O local onde as escavações são realizadas foi onde os jesuítas se instalaram por volta do ano de 1650. Ao mesmo tempo que agrupavam índios, os jesuítas também recebiam escravos africanos, de Angola e do Congo, para trabalharem na plantação de cana-de-açúcar.

O diferencial dessas terras, segundo o arqueólogo, é que os negros escravos que foram transferidos para a localidade eram incentivados a constituírem famílias, o que não era comum em outros engenhos. E família, segundo o professor, produz lixo, produz resíduos que acabaram ficando enterrados, o que além de facilitar o processo, torna a localidade um grande potencial de descoberta histórica.

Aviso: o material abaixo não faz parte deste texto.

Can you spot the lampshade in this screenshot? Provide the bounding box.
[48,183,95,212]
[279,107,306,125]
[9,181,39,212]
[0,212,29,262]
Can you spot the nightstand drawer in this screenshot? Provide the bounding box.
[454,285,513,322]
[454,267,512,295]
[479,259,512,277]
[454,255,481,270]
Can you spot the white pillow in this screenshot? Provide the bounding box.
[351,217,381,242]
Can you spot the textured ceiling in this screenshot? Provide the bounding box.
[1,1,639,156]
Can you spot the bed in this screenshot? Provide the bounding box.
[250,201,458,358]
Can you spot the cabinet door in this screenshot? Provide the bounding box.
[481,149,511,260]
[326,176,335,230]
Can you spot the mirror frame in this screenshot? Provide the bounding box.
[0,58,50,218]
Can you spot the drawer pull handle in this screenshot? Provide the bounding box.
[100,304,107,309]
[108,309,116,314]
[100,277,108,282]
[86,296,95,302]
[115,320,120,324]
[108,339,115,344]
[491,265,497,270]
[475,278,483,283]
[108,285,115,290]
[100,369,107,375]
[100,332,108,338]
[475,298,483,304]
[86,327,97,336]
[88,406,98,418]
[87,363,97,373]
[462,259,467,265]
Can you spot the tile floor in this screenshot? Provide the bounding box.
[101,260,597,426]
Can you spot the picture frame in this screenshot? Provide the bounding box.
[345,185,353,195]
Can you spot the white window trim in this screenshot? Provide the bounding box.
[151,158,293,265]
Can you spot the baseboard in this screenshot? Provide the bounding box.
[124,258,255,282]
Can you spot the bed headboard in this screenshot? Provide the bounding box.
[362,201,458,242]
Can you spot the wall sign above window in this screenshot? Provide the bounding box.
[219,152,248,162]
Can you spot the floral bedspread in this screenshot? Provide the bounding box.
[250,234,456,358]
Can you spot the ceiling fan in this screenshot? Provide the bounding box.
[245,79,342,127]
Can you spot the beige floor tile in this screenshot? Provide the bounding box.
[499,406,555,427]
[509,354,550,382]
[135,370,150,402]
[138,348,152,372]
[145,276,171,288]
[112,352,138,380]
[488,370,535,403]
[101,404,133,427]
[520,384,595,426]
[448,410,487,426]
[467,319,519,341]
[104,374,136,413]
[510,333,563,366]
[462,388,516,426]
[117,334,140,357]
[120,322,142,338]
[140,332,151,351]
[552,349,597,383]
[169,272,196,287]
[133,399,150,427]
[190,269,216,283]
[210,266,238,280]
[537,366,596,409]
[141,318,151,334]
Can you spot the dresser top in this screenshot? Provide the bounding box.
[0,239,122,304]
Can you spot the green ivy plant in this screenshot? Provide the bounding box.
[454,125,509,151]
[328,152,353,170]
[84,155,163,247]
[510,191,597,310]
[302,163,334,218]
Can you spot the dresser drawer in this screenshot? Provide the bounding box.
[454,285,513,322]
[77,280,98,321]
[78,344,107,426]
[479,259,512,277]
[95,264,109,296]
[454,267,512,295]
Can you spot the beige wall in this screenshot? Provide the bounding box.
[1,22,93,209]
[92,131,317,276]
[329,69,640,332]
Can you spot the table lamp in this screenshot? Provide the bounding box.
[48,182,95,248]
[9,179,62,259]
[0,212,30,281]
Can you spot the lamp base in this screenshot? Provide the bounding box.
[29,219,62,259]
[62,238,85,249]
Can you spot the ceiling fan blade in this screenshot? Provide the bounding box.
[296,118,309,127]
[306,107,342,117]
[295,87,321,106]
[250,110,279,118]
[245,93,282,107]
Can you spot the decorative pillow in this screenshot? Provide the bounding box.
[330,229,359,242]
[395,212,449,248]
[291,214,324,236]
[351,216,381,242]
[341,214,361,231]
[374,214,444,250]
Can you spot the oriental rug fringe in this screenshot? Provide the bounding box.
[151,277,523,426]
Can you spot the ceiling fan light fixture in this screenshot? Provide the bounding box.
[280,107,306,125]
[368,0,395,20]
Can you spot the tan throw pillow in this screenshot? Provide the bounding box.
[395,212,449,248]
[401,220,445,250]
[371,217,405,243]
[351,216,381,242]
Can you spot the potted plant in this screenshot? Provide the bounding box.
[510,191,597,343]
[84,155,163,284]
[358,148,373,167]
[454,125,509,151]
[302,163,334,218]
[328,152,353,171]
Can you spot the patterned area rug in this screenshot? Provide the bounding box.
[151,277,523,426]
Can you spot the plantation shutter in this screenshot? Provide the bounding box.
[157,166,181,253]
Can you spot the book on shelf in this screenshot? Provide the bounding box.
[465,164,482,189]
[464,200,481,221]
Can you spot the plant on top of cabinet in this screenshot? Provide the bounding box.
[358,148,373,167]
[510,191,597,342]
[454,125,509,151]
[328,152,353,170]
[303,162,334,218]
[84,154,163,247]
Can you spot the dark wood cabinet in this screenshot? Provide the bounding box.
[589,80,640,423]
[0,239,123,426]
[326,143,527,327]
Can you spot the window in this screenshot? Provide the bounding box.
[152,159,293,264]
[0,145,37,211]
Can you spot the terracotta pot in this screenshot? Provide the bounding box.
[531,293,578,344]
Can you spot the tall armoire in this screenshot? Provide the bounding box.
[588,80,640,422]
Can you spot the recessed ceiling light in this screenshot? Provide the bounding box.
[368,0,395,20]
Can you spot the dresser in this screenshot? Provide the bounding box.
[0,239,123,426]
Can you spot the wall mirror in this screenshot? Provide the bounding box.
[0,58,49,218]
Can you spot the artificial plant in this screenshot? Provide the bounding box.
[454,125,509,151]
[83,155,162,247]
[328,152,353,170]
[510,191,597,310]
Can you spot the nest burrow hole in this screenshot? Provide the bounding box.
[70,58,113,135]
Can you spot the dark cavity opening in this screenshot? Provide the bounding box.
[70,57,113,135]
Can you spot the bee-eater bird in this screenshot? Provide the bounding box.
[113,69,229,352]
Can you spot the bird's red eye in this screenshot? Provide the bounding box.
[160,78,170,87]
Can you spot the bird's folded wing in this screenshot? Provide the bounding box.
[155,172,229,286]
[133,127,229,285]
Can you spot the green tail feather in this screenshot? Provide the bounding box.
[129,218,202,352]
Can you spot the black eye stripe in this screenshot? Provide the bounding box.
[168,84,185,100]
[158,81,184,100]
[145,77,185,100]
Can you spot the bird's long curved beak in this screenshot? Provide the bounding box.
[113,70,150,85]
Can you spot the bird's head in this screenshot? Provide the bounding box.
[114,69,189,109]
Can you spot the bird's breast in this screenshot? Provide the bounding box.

“O que mais a gente está encontrando aqui são restos de alimentos, restos de itens para preparo e consumo de alimentos, são cerca de 90% que a gente encontra, e isso nos informa muito sobre as práticas de subsistência deles, sobre os hábitos alimentares, sobre padrões de consumo, sobre formas de interação social, sobre os modos de como eles se vestiam, sobre a religiosidade deles", observa Luis ressaltando que as escavações têm revelado tanto objetos católicos, quanto objetos de religiões africanas, como a figa, uma concha de búzios e colares de contas (miçangas).

"Encontramos objetos de diferentes estilos, diferentes tamanhos, e que estão nos informando sobre essa estética, de que forma eles estavam ornamentando os seus corpos. Essa descoberta mostra como eles eram diferentes, como queriam mostrar sua individualidade", ressalta o arqueólogo.

Representatividade

Para a estudante Luciana Alves, a escavação tem um significado expressivo para a história do negro no país. "Está sendo muito importante porque não é só escavar, não é só resgatar a identidade do nosso povo, mas é se identificar, é representatividade. Participar de uma escavação dessa é extremamente significante", disse.

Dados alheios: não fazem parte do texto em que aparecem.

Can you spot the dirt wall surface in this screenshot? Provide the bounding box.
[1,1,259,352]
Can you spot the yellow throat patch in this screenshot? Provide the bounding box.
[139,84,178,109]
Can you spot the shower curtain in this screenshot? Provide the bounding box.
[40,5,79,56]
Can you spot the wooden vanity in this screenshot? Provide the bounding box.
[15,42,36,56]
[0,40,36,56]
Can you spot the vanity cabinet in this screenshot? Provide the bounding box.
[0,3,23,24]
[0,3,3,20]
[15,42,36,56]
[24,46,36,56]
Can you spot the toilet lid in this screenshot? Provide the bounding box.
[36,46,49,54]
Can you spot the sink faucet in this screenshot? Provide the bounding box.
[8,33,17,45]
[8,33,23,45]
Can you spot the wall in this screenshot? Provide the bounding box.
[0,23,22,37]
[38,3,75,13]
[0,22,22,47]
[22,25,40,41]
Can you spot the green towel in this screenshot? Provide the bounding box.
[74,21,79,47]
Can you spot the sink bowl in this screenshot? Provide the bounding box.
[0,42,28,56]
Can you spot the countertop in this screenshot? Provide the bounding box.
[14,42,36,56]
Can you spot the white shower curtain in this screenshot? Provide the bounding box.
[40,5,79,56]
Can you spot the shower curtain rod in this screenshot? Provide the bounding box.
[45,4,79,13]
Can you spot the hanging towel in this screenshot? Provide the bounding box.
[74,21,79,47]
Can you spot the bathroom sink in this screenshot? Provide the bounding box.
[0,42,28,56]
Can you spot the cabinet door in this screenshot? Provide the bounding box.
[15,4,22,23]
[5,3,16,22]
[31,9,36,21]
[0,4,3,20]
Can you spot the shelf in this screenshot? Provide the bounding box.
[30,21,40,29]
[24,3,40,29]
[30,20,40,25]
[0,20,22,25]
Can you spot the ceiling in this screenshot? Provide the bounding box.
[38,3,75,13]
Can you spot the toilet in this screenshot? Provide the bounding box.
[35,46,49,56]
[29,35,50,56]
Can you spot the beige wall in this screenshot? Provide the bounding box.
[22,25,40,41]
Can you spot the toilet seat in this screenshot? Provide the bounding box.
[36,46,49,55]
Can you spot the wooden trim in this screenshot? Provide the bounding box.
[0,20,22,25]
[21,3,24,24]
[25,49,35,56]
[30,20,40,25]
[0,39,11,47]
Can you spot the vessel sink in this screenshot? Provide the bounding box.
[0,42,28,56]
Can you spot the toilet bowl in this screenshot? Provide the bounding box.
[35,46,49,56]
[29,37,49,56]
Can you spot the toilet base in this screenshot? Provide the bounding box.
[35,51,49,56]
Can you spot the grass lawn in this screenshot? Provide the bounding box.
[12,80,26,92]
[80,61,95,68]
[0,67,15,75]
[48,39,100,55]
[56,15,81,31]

As escavações acontecem sempre no mês de julho e esta etapa no Solar do Colégio termina no próximo dia 28. Porém as escavações não têm data definida para serem finalizadas.

O Projeto

O projeto "Café com Açúcar" foi iniciado em 2012 com foco nos engenhos de açúcar e nas fazendas de café para comparar como ocorreu a escravidão nessas duas áreas, as semelhanças e diferenças na vida, no cotidiano da população de escravos. A equipe é formada por arqueólogos e estudantes de arqueologia de Minas Gerais, Sergipe e do Piauí.

Coordenado pelo arqueólogo Luis Claudio, o projeto teve início através de uma sugestão do historiador da Universidade Federal do Rio de Janeiro (UFRJ), Flávio Gomes, que é natural de Campos.

Na primeira e segunda fase da expedição, realizadas em 2012 e 2014, foram encontrados cachimbos, ossos, moedas e porcelanas, o que, segundo os arqueólogos, possibilita saber como viviam os negros daquela época.